From a methodological standpoint, clustering is a branch of unsupervised learning that analyses the hidden structure of unlabelled data into non-empty subsets (a.k.a. clusters) that share typical characteristics [1113]. Clustering works by minimising inter-partition while maximising intra-partition similarity. Scilicet clustering aims to form compact, distinctly separated clusters. Therefore, clustering uncertain objects based on their pdfs is prevalent in numerous scenarios.

1.2 Related works

Over the past two decades, sporadic research has focused on developing clustering algorithms for uncertain data. These studies have built upon existing algorithms, incorporating suitable enhancements during this period. Noteworthy contributions include adaptations of partitional methods.

One of the earliest attempts to solve the problem of uncertain data clustering is Uncertain k-means by Chau Michael et al. [1416]. This focuses on incorporating data uncertainty directly into the clustering process by employing the concept of expected distance, computed as the average of all possible distances weighted by an assumed (typically uniform) pdf. Empirical evidence shows that it yields significantly better clusters than ordinary k-means, at only a modest extra CPU cost. However, this approach is computationally expensive because it requires pairwise distance calculations across all possible realizations of the uncertain objects. To tackle this limitation, Ngai et al. [17] introduced pruning techniques to eliminate redundant computations and improve efficiency. Building upon this line of research, Gullo et al. [10,18] proposed the Uncertain k-medoids algorithm, which defines uncertain distance measures for both univariate and multivariate uncertain objects and achieves high clustering accuracy by uniform and binomial pdfs. UK-medoids has been experimentally shown to outperform other existing methods in terms of accuracy, regardless of the choice of uncertainty pdfs. Nevertheless, this method still suffers from high computational cost, as it requires evaluating uncertain distances between every pair of objects. To better handle cases where uncertain objects are not linearly separable in the input space, Yang et al. [19] developed the Kernel Uncertain k-medoids approach, which represents expected distances through kernel functions under uniform and Gaussian pdfs, revealing superior performance on several UCI datasets.
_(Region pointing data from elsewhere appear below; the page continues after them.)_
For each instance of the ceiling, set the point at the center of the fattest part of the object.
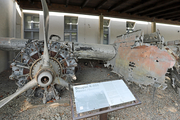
(161, 11)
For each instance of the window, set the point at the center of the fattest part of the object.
(130, 26)
(31, 26)
(70, 28)
(106, 31)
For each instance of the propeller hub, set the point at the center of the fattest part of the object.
(45, 78)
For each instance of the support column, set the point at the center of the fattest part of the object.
(100, 41)
(153, 27)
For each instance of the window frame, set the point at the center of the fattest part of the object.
(70, 31)
(33, 30)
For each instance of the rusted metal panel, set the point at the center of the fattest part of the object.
(94, 51)
(143, 64)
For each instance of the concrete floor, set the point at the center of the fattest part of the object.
(164, 105)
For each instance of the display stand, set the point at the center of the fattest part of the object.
(92, 99)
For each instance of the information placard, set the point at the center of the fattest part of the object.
(100, 95)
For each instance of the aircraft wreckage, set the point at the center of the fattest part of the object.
(42, 66)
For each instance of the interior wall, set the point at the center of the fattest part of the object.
(8, 29)
(169, 32)
(56, 26)
(116, 28)
(88, 30)
(6, 26)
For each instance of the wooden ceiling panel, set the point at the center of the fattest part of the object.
(166, 11)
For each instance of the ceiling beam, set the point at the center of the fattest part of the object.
(171, 17)
(144, 5)
(157, 5)
(177, 18)
(126, 9)
(67, 2)
(91, 11)
(166, 14)
(162, 10)
(101, 4)
(85, 3)
(116, 5)
(31, 1)
(49, 2)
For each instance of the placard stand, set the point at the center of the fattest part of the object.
(102, 112)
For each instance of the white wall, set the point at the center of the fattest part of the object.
(7, 29)
(88, 30)
(56, 26)
(116, 28)
(169, 32)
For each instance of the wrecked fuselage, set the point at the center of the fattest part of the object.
(131, 56)
(141, 62)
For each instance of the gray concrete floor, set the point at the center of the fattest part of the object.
(164, 105)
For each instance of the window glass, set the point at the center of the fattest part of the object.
(70, 28)
(31, 26)
(27, 35)
(130, 26)
(106, 31)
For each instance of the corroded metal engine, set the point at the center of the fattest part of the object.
(27, 63)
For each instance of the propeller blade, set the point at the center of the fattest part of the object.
(60, 81)
(46, 28)
(29, 85)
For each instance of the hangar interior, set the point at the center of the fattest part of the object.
(86, 21)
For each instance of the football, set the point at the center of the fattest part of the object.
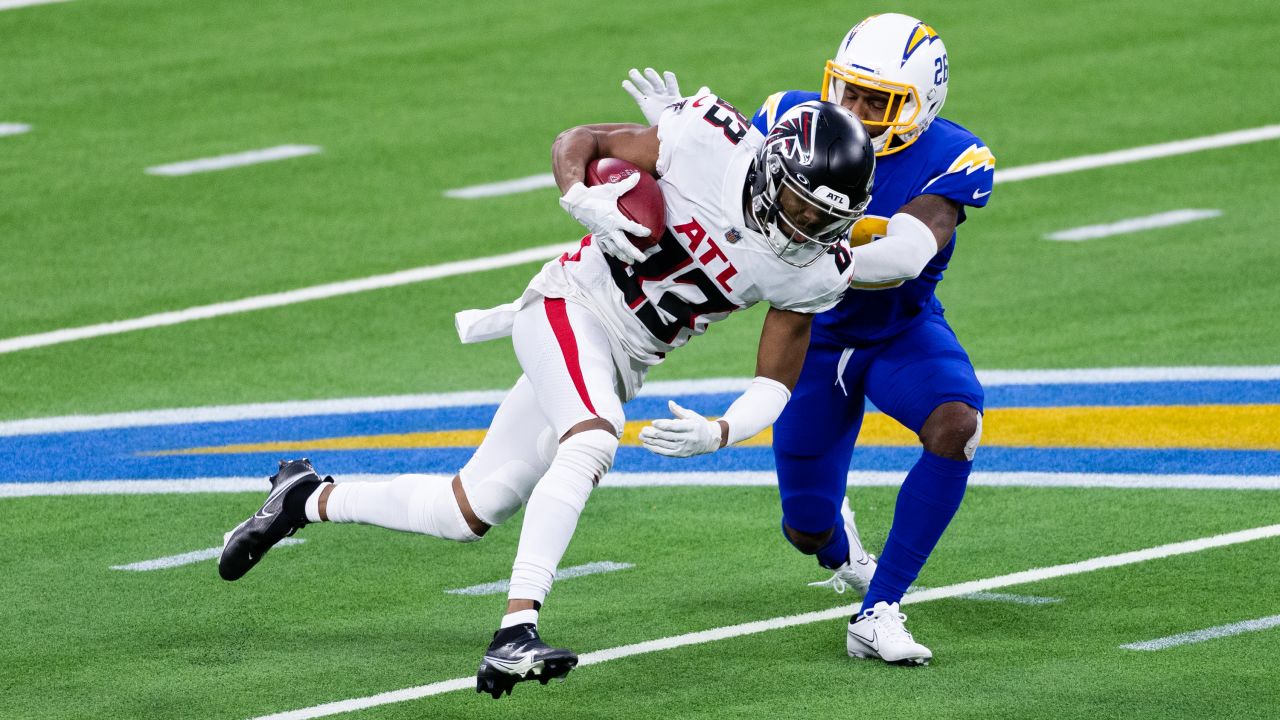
(641, 204)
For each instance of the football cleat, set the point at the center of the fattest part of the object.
(856, 573)
(246, 543)
(516, 655)
(882, 634)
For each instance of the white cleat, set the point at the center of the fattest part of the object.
(881, 633)
(856, 573)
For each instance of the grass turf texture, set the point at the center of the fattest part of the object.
(408, 103)
(356, 610)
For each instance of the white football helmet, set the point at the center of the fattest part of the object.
(900, 55)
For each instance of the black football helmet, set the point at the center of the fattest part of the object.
(810, 181)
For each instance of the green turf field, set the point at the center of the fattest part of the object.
(412, 99)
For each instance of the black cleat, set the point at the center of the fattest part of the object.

In parallel, the development of the density-based clustering algorithms includes Fuzzy Density-Based Spatial Clustering of Applications with Noise (DBSCAN), Fuzzy Ordering Points to Identify the Clustering Structure (OPTICS) [20]. These approaches employ fuzzy reachability-distance to estimate core-object membership and reachability probabilities. However, Zhang Xian-Chao et al. [21] proved that issues are not addressed well in DBSCAN, including that it does not provide an exact function for calculating, but sampling makes it lose information, the computation is too time-consuming, and it uses a nonadaptive approach. Therefore, the probabilistic density-based uncertain data clustering algorithm (PDBSCAN) introduced definitions of core object probability and direct reachability probability, thus reducing the complexity and avoiding sampling [21]. Moreover, numerous studies employ hierarchical approaches [1,16], such as U-AHC [22], which used the Bhattacharyya coefficient as a distance measure between prototypes for Uniform, Normal, and Gamma pdfs. Additionally, Thao Nguyen-Trang et al. [1] proposed Fuzzy c-means for density functions, introducing both hierarchical and non-hierarchical approaches for applications in image analysis and data mining. This method is well-known for treating a continuous Gaussian density function as a clustering object.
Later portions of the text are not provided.